De Amerikaanse multi-instrumentalist Mike Keneally is een veelgevraagd muzikant. Bijna net zoveel gevraagd als drummer Marco Minnemann, met wie hij regelmatig samenwerkt. Af en toe dan is het tijd voor een eigen album, meestal met songs die al gaande ontstaan, soms al jaren terug. Want gewoon naar de studio gaan, en van scratch een plaat maken, dat zul je Keneally niet snel zien doen. Domweg geen tijd voor.
Toch levert Keneally met “You Must Be That Tall” alweer zijn zestiende soloalbum af. Het is een lichtvoetige, bijna blije plaat geworden. Het lijkt wel of hij dat nodig heeft naast zijn live-werk met Dethklok, een virtuele death metal band (maar toch ook een echte band, verwarrend, maar Wikipedia kan het beter uitleggen dan ik). Het tekent de veelzijdigheid van deze muzikant die ook werkt en gewerkt heeft met illustere namen als Frank Zappa, Joe Satriani, Steve Vai en Andy Partridge (XTC).

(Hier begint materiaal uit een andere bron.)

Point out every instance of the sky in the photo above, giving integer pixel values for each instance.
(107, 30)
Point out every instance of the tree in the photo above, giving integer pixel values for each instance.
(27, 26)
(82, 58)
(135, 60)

Anyway, de lichtvoetigheid ten spijt, is ‘You Must Be This Tall’ niet meteen een toegankelijke plaat geworden. Keneally laat hierop meer de jazzy kant van de prog spreken, niet iedereens kopje thee. Meer Zappa dan Camel, meer jazzrock dan neoprog. Maar als er één ding duidelijk naar voren komt, dan is het ’s mans vakmanschap en virtuositeit. En dat op gitaar én toetsen. Gelukkig maakt Keneally niet de vergissing om op elk nummer alles te willen spelen, en hij huurt dan ook terecht grootheden in als Minnemann (daar is ie weer) en Joe Travers op drums, Bryan Beller op basgitaar en nog zo wat namen.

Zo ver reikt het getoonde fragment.